Sebanyak 300 Badan Usaha Milik Daerah (BUMD) mengalami kerugian hingga Rp5,5 triliun. Menteri Dalam Negeri Tito Karnavian menyebut angka ini bukan hanya kegagalan bisnis, tetapi kegagalan tata kelola publik.
Lemahnya tata kelola, dominasi politik, dan pengawasan yang minim dinilai sebagai sumber masalah utama.

BUMD Merugi Rp5,5 Triliun: Politik Balas Budi Menggerogoti Uang Publik

“Di balik deretan gedung BUMD, terpendam ironi: uang rakyat menguap, komisaris menumpuk, dan kinerja jeblok. Siapa bertanggung jawab?”

Baca juga:

Gala Poin:
1. Kerugian Rp5,5 triliun terjadi akibat lemahnya tata kelola dan dominasi politik dalam tubuh BUMD.
2. Banyak BUMD tidak memiliki pengawasan internal dan tidak sesuai potensi daerah.
3. Tito usulkan pembentukan Ditjen BUMD agar pengawasan lebih tegas dan profesional.


“Lemahnya tata kelola BUMD ditandai dengan ketimpangan jumlah dewan pengawas dan komisaris yang lebih banyak daripada direksi,” kata Tito dalam Rapat Kerja dengan Komisi II DPR RI di Jakarta, Rabu, 16 Juli 2025.

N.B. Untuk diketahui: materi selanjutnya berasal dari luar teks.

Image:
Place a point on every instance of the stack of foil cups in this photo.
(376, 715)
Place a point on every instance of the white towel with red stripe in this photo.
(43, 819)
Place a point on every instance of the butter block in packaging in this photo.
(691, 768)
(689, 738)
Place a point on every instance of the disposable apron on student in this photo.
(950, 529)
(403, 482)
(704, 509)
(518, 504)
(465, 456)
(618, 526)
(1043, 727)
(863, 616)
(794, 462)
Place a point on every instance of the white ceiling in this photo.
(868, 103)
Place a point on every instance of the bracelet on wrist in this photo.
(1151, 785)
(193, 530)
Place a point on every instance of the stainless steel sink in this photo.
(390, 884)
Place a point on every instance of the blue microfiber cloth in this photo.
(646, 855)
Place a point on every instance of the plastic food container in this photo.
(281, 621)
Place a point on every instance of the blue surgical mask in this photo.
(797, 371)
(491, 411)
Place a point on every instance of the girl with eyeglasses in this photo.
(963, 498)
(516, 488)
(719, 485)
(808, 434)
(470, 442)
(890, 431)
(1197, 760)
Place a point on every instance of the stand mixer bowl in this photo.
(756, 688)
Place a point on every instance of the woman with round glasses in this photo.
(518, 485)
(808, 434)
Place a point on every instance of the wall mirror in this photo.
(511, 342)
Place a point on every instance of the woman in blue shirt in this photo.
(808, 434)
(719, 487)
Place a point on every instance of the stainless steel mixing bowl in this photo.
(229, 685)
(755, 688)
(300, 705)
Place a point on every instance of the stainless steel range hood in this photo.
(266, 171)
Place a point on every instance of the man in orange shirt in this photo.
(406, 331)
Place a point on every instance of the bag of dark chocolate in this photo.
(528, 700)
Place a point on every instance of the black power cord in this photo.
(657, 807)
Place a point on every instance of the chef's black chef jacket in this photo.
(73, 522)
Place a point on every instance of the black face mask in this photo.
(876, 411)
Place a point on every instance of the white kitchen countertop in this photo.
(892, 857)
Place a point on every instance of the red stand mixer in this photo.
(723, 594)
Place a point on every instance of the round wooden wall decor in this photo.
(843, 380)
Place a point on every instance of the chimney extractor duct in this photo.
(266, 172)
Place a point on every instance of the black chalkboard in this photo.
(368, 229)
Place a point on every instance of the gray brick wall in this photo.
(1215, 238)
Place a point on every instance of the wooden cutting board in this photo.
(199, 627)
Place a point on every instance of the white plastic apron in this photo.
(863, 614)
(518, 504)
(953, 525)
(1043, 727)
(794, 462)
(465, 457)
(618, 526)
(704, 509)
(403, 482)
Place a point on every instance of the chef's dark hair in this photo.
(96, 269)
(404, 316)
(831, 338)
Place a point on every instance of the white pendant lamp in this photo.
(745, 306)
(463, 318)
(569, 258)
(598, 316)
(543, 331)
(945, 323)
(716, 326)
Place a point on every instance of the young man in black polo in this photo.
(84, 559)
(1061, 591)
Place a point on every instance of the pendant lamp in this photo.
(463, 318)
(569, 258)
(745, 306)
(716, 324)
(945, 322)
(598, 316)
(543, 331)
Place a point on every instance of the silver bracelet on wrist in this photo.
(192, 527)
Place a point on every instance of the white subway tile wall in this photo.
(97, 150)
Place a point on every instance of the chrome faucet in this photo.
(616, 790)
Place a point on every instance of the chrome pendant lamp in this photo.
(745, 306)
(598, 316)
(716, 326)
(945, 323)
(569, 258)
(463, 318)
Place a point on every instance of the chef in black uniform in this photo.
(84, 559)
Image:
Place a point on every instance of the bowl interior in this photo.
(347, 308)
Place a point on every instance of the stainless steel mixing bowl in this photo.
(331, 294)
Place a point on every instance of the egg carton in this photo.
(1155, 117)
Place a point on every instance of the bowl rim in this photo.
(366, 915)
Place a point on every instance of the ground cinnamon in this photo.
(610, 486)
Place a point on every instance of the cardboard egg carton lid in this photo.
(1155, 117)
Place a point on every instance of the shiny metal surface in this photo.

Dari total 1.091 BUMD yang terdata, struktur organisasi terkesan tambun di bagian atas. Jumlah komisaris dan pengawas mencapai 1.993 orang, melebihi jumlah direksi yang hanya 1.911 orang.

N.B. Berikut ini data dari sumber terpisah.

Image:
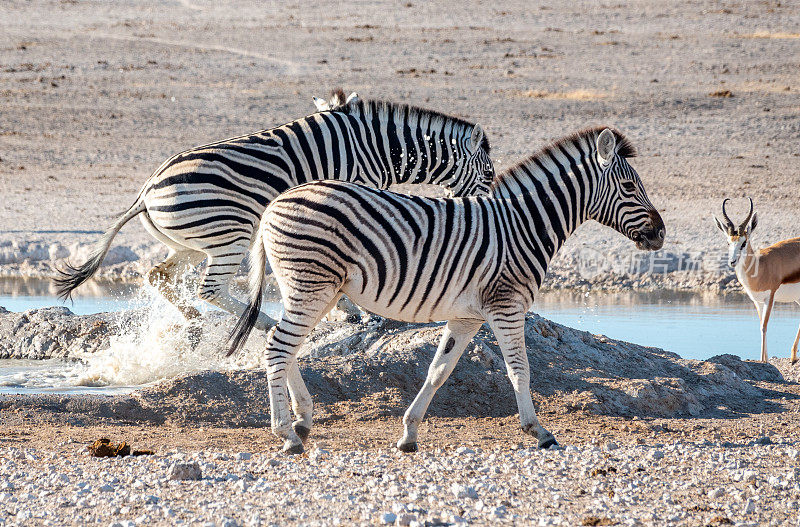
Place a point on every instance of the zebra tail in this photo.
(70, 276)
(257, 282)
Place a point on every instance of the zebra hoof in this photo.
(301, 431)
(547, 441)
(408, 447)
(292, 449)
(194, 334)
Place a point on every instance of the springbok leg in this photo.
(794, 346)
(764, 322)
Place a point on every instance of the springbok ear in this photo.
(321, 104)
(753, 222)
(477, 137)
(720, 226)
(606, 143)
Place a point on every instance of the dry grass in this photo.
(575, 95)
(767, 34)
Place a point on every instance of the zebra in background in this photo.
(337, 99)
(415, 259)
(205, 203)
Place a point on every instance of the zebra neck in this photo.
(424, 154)
(546, 207)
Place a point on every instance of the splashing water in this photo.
(153, 344)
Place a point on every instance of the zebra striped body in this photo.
(205, 203)
(465, 260)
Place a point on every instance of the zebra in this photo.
(415, 259)
(205, 203)
(337, 99)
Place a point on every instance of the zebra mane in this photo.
(624, 148)
(385, 110)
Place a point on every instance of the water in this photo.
(153, 345)
(21, 294)
(693, 325)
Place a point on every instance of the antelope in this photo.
(767, 275)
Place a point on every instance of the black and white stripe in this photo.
(465, 260)
(206, 202)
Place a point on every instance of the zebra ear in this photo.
(606, 143)
(477, 137)
(321, 104)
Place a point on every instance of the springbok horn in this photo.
(743, 226)
(725, 215)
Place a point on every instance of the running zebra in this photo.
(415, 259)
(205, 203)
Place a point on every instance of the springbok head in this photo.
(737, 236)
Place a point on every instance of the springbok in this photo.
(768, 275)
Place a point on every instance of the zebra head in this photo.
(474, 175)
(621, 201)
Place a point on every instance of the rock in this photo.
(405, 519)
(184, 471)
(462, 491)
(749, 475)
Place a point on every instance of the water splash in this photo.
(154, 344)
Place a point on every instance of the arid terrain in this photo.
(95, 95)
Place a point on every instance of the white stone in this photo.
(405, 519)
(185, 471)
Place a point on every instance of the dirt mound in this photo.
(375, 369)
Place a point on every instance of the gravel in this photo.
(691, 484)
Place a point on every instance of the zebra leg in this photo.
(302, 403)
(510, 333)
(301, 313)
(457, 334)
(166, 276)
(215, 284)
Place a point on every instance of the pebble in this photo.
(185, 471)
(518, 486)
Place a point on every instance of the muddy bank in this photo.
(375, 370)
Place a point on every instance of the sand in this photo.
(95, 97)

Lebih dari itu, Tito menyoroti dividen yang dihasilkan hanya 1 persen dari total aset Rp1.240 triliun.

Baca juga:
Doa dan Humor di Tengah Arus Balik

“Sangat memprihatinkan dan tidak sepadan dengan besarnya modal yang dikeluarkan,” ujar Tito.

Laba bersih yang dicatat hanya Rp24,1 triliun, sementara kerugian mencapai Rp5,5 triliun.

Sebanyak 342 BUMD bahkan tidak memiliki satuan pengawas internal. Banyak BUMD dinilai tidak sesuai dengan potensi daerah—misalnya, di daerah wisata justru didirikan BUMD tambang.



Tito juga mengungkap bahwa sejumlah pengurus BUMD adalah tim sukses Pilkada yang tidak memiliki kompetensi.

BUMD Gagal Kelola Potensi Daerah, APBD Jadi Korban

“APBD disuntik bukan untuk membuat sehat, tapi untuk operasional. Ini malah membuat keuangan daerah tambah tekor,” tegasnya.

Fenomena kerugian Rp5,5 triliun yang dialami oleh ratusan BUMD bukan sekadar angka akuntansi, melainkan sinyal keras akan bobroknya manajemen dan absennya akuntabilitas.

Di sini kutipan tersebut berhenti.